In [1]:
import argparse

import torch
import tqdm
from tensordict import NonTensorStack, TensorDict
from tensordict.nn import (
    ProbabilisticTensorDictModule as Prob,
    TensorDictModule as Mod,
    TensorDictSequential as Seq,
)
from torch.distributions import Categorical

from torchrl._utils import _make_ordinal_device
from torchrl.data import MCTSForest

from torchrl.envs import LLMHashingEnv
from transformers import GPT2Config, GPT2LMHeadModel, GPT2Tokenizer, pipeline

try:
    is_sphinx = __sphinx_build__
except NameError:
    is_sphinx = False

parser = argparse.ArgumentParser()
parser.add_argument(
    "--pretrained",
    type=bool,
    default=not is_sphinx,
    help="Set to True to load pre-trained weights, False for random weights.",
)
parser.add_argument(
    "--model",
    choices=["llama3.1", "gpt2"],
    default="gpt2",
    help="Choose the model to use: 'llama3.1' or 'gpt2'.",
)
parser.add_argument(
    "--beta", type=int, default=3, help="Set the beta parameter for the model."
)
parser.add_argument(
    "--pool", type=int, default=1000, help="Set the pool size for processing."
)
parser.add_argument(
    "--nsteps", type=int, default=10, help="Set the number of steps for the process."
)
parser.add_argument(
    "--device",
    type=str,
    default=None,
    help="Specify the device to use (e.g., 'cpu', 'cuda').",
)
parser.add_argument(
    "--device_map",
    type=str,
    default="auto",
    help="Specify the device map for model parallelism (e.g., 'auto').",
)

args = parser.parse_args(
    [
        # When executing this in a notebook, change the parameters here, eg
        #"--device", "cuda:0"
        "--device", "cpu",
        #"--model", "llama3.1",

    ]
)

  from .autonotebook import tqdm as notebook_tqdm
  interpolation: int = Image.BILINEAR,
  interpolation: int = Image.NEAREST,
  interpolation: int = Image.BICUBIC,


In [2]:
if args.model == "gpt2":
    tokenizer = GPT2Tokenizer.from_pretrained("openai-community/gpt2")
    if args.pretrained:
        cfg = GPT2Config.from_pretrained("openai-community/gpt2")
    else:
        cfg = GPT2Config()
    llm = GPT2LMHeadModel(cfg).eval().requires_grad_(False)

    device = args.device

    #if torch.cuda.is_available():
    #    device = "cuda:0"
    #else:
    #    device = "cpu"

elif args.model == "llama3.1":
    if not args.pretrained:
        raise ValueError("llama3.1 can only be used with --pretrained=True")

    model_id = "meta-llama/Llama-3.1-8B"

    if args.device:
        args.device_map = None
    pipeline = pipeline(
        "text-generation",
        model=model_id,
        model_kwargs={"torch_dtype": torch.bfloat16},
        device_map=args.device_map,
        device=args.device,
    )

    tokenizer = pipeline.tokenizer
    llm = pipeline.model.eval().requires_grad_(False)
    if args.device:
        device = _make_ordinal_device(args.device)
    elif torch.cuda.is_available():
        device = "cuda:0"
    elif torch.mps.is_available():
        torch.mps.empty_cache()
        device = "mps:0"
    else:
        device = "cpu"

torch.set_default_device(device)

text_to_tensor = Seq(
    Mod(tokenizer, in_keys=["query"], out_keys=["out"]),
    # A renaming layer
    Mod(lambda x: x, in_keys=[("out", "input_ids")], out_keys=["observation"]),
).select_out_keys("observation")
td = TensorDict(
    query=NonTensorStack.from_list(["hello world!
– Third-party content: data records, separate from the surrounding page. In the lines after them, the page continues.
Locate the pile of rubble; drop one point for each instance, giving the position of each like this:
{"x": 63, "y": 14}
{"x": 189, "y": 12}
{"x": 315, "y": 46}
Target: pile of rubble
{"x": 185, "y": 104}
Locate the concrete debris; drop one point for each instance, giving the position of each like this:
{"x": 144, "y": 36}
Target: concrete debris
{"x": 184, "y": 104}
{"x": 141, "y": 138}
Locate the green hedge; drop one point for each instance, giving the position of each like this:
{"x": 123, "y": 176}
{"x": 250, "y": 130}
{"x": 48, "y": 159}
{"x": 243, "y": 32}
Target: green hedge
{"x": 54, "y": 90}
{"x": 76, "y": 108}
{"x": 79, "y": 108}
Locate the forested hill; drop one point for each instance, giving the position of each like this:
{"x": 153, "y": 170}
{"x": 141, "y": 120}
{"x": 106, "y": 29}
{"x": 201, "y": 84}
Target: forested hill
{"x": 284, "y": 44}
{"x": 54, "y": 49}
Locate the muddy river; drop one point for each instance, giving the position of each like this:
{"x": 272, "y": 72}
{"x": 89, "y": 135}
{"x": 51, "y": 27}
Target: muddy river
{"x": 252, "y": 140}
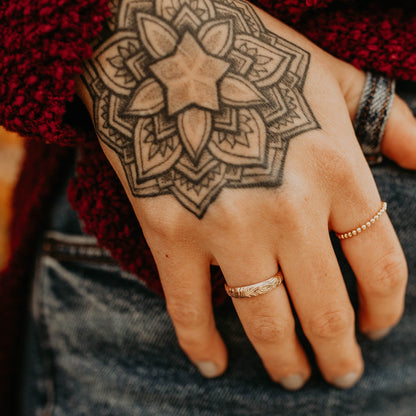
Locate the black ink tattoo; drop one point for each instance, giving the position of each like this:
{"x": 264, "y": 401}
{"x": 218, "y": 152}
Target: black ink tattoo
{"x": 195, "y": 96}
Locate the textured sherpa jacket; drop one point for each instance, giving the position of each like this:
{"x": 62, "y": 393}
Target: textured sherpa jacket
{"x": 42, "y": 46}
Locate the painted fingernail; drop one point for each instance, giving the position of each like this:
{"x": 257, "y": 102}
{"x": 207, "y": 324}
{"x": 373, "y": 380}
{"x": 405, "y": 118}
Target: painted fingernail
{"x": 293, "y": 382}
{"x": 346, "y": 381}
{"x": 208, "y": 369}
{"x": 378, "y": 333}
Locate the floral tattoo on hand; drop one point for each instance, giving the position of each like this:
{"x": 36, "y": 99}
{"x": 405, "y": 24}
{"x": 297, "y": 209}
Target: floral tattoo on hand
{"x": 195, "y": 96}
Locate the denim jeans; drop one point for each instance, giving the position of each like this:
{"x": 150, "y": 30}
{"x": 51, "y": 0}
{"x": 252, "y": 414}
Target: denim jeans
{"x": 100, "y": 343}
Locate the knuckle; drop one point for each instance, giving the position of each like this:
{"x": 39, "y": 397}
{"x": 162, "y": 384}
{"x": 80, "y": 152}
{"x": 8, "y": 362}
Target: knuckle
{"x": 186, "y": 316}
{"x": 269, "y": 329}
{"x": 389, "y": 275}
{"x": 167, "y": 228}
{"x": 331, "y": 323}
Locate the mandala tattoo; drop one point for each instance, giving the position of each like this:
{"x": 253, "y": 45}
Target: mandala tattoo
{"x": 195, "y": 96}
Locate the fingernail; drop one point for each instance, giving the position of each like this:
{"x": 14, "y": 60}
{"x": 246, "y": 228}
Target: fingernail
{"x": 346, "y": 381}
{"x": 208, "y": 369}
{"x": 378, "y": 334}
{"x": 293, "y": 382}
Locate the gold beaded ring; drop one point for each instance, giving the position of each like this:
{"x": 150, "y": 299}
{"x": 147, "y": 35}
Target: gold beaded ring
{"x": 366, "y": 226}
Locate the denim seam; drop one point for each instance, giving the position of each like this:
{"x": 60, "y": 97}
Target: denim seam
{"x": 44, "y": 340}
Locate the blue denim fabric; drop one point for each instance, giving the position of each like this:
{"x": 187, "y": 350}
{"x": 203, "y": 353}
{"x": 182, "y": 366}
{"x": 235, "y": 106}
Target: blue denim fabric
{"x": 100, "y": 343}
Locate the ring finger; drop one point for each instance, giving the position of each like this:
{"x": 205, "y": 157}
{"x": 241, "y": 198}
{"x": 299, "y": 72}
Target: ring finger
{"x": 268, "y": 320}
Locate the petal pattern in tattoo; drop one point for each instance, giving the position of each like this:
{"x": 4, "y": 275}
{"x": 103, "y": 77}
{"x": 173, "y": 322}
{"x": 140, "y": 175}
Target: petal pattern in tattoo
{"x": 195, "y": 96}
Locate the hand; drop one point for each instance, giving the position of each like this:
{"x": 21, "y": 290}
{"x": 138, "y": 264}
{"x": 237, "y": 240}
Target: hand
{"x": 235, "y": 147}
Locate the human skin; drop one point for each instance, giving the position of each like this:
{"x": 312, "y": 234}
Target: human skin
{"x": 252, "y": 223}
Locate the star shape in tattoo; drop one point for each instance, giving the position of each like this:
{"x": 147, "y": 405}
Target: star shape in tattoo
{"x": 190, "y": 76}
Give me a high five"] * 4),
    #query=NonTensorStack.from_list([
    #    "hello world! Give me a high five",
    #    "What's up?",
    #    "How's it going?",
    #    "I'm awake."
    #]),
    batch_size=[4],
)
print(text_to_tensor(td))

TensorDict(
    fields={
        observation: Tensor(shape=torch.Size([4, 8]), device=cpu, dtype=torch.int64, is_shared=False),
        query: NonTensorStack(
            ['hello world! Give me a high five', 'hello world!...,
            batch_size=torch.Size([4]),
            device=None)},
    batch_size=torch.Size([4]),
    device=None,
    is_shared=False)


In [3]:
env = LLMHashingEnv(vocab_size=tokenizer.vocab_size, tokenizer=tokenizer)

In [4]:
def select_unique_obs(td):
    # Get the obs (the hash)
    hashes = td["hashing"]
    hashes = hashes.squeeze()
    assert hashes.ndim == 1
    # the indices of the unique values are the unique values of the inverse indices returned from `unique`
    _, unique_hashes = torch.unique(hashes, dim=0, return_inverse=True)
    unique_hashes = unique_hashes.unique()
    return td[unique_hashes]

In [5]:
class LLMWrapper(torch.nn.Module):
    def __init__(self, gpt):
        super().__init__()
        self.gpt = gpt

    def forward(self, x: torch.Tensor) -> TensorDict:
        result = TensorDict.from_dataclass(self.gpt(x, return_dict=True), device=device)
        return result


llm_module = Mod(LLMWrapper(llm), in_keys=["observation"], out_keys=["data"])

In [6]:
select_last = Mod(
    lambda x: x[:, -1:], in_keys=[("data", "logits")], out_keys=["logits"]
)

In [7]:
class CategoricalWithoutReplacement(Categorical):
    def sample(self, sample_shape=()) -> torch.Tensor:
        n = sample_shape.numel()
        probs = self.probs
        probs_shape = probs.shape
        if len(probs_shape) > 2:
            probs = probs.flatten(0, -2)
        samples = torch.multinomial(probs, n, replacement=False)
        return samples.view((*sample_shape, *probs_shape[:-1]))


prob_module = Prob(
    in_keys=["logits"],
    out_keys=["action"],
    default_interaction_type="random",
    distribution_class=CategoricalWithoutReplacement,
    return_log_prob=True,
    log_prob_key="logits_select",
    num_samples=args.pool,
)

In [8]:
def select_top_k(td: TensorDict, top_k=args.beta) -> TensorDict:
    logits = td["logits_select"]
    topk = logits.topk(top_k, dim=0)
    topk_indices = topk.indices.squeeze(-1)
    return td[topk_indices].set("topk_indices", topk_indices)

In [9]:
policy = Seq(
    # Only get the unique obs
    select_unique_obs,
    # Call to the LLM
    llm_module,
    # Select last logit
    select_last,
    # Sample
    prob_module,
    # Reshape to -1
    lambda td: td.reshape(-1),
    # Top-k
    select_top_k,
)

In [10]:
x = tokenizer(["Check out TorchRL!"])["input_ids"]
td = TensorDict(observation=x, batch_size=[1])
td = env.reset(td)
env.check_env_specs(tensordict=td, return_contiguous=False)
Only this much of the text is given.